When I first started my anaesthetic training just over a year ago, I’d frequently get blank, uncomprehending looks from the person that I was talking to. Sometimes, people would try to be polite, but it soon became obvious that they had no idea who I was or what I was planning to do to them. You see, it became very obvious, very quickly that, generally, people have very little idea what anaesthetists do, so introducing myself as an anaesthetist didn’t shed much light.

Since starting my anaesthetic training, I’ve had some cracking comments about my job – often from people who (I thought) really should know better.

“Oh, I didn’t know you had to be a doctor to be an anaesthetist!” – from one of FashionGirl’s friends

“If you’re an anaesthetist, all you do is give an injection – and that’s it. Well, that’s what happened when I had my operation. Why do you have to train for seven years to learn how to do that?” – from my own mother

“Once the patient is asleep, you guys don’t do anything do you?” – from a surgical FY1 doctor

“But what do you DO?! I don’t understand what you do. NOBODY understands what you do.” – from my former housemate who is a cardiology registrar (he was v drunk at the time).

“So, are you a doctor then?” – from a patient just after a ten-minute discussion about epidurals, invasive lines and HDU after care.

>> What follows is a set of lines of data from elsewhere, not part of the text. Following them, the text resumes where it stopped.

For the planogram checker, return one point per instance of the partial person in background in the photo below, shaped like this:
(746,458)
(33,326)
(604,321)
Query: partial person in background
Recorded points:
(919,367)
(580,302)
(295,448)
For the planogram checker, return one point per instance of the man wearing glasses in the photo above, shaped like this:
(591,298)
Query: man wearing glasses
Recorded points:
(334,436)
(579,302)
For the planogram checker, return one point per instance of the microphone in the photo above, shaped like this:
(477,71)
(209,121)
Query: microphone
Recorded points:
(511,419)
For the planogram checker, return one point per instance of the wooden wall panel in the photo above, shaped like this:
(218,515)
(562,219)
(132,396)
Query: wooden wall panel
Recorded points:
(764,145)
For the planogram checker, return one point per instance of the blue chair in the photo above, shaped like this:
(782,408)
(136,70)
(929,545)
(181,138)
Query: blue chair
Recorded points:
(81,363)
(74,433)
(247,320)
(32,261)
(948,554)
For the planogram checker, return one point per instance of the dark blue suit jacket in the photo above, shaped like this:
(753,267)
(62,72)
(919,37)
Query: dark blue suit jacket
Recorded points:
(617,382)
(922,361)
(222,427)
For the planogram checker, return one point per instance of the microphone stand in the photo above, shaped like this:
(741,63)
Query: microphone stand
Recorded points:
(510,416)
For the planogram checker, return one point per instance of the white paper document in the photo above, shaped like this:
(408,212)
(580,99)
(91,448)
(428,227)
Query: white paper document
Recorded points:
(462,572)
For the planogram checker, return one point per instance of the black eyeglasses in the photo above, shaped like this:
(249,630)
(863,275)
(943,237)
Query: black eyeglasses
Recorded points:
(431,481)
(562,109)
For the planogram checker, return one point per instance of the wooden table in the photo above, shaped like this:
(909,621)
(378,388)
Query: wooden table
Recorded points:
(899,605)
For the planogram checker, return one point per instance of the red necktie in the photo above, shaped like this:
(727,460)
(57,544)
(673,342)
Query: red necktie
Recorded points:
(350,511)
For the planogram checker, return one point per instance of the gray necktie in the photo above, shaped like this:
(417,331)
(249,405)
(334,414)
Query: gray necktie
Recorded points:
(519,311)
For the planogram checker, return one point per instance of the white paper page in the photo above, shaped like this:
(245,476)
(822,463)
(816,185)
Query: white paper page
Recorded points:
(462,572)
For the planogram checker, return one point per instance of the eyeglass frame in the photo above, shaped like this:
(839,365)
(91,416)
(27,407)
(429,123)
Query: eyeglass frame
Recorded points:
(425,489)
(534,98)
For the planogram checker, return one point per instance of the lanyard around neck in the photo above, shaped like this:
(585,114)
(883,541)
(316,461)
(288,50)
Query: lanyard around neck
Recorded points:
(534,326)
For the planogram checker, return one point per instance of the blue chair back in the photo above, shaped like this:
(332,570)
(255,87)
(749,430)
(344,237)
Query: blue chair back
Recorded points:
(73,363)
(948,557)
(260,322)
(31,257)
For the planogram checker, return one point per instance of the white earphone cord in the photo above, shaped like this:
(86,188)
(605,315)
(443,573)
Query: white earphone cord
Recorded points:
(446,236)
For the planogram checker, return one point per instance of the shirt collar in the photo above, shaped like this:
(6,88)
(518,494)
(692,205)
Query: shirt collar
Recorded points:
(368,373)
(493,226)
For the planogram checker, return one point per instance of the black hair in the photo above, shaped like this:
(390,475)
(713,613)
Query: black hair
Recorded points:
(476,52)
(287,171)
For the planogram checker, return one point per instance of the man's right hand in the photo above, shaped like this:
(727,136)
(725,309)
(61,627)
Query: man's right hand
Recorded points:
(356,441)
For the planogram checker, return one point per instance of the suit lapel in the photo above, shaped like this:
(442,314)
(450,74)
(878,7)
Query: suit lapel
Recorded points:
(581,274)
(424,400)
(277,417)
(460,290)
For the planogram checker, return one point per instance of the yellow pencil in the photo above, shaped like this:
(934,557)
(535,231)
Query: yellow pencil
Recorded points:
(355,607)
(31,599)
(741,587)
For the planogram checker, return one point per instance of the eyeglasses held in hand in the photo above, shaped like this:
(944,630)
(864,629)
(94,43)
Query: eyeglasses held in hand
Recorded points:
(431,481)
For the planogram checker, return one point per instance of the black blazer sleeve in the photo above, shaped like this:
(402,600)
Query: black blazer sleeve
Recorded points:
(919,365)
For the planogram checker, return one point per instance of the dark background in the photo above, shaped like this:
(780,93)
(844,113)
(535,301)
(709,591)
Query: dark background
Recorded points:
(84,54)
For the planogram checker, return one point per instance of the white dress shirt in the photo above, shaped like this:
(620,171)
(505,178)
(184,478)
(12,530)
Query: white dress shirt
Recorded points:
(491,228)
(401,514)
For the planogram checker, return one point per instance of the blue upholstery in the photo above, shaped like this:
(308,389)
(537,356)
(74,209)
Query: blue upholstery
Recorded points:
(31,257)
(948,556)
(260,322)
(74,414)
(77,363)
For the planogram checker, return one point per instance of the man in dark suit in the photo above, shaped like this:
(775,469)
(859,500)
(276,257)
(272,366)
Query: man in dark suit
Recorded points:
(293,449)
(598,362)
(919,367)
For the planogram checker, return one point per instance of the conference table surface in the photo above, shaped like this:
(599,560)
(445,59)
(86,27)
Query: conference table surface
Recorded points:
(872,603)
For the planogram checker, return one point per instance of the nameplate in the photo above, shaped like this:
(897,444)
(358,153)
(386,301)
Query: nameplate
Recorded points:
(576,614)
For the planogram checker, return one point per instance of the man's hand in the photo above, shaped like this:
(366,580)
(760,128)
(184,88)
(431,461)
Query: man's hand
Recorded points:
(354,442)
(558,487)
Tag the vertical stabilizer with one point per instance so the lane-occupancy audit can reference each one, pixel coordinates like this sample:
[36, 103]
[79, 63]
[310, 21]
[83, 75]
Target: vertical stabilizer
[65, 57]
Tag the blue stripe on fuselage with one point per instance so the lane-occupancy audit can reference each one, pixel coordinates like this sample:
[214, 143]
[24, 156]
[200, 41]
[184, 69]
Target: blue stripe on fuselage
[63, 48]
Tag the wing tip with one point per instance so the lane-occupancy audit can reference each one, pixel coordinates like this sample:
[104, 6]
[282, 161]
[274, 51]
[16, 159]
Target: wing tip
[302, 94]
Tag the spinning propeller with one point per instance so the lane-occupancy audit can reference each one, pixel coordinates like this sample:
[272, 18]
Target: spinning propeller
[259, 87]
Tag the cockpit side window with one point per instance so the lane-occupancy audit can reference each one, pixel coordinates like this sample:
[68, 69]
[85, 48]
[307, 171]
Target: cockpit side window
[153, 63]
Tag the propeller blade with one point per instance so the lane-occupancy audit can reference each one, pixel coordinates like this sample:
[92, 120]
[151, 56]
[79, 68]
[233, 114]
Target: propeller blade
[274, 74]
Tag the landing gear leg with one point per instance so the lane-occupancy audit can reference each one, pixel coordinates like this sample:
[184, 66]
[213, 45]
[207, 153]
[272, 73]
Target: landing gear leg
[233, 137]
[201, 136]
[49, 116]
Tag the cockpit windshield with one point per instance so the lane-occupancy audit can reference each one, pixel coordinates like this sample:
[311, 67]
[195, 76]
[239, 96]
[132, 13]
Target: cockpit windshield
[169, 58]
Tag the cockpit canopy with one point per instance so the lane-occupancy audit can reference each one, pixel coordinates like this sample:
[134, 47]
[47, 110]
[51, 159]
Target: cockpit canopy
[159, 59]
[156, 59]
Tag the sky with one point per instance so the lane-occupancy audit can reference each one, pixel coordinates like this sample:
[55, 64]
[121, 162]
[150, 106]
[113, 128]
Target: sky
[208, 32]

…and it goes on and on and on.

Over the year or so I’ve been doing the job, I’ve noticed that my simple introduction to the patient is starting to sound more like a job description. These days, I’ll say something like:

“Mr Smith? Good morning, my name is Dr Anderson. I’ll be the anaesthetic doctor for your operation later on today. It’s my job to give you your anaesthetic and to look after you while the surgeon is operating. Do you mind if I ask you a few questions?”

It’s a bit wordy, but it seems to set the tone a bit better and I seem to get a few fewer blank looks.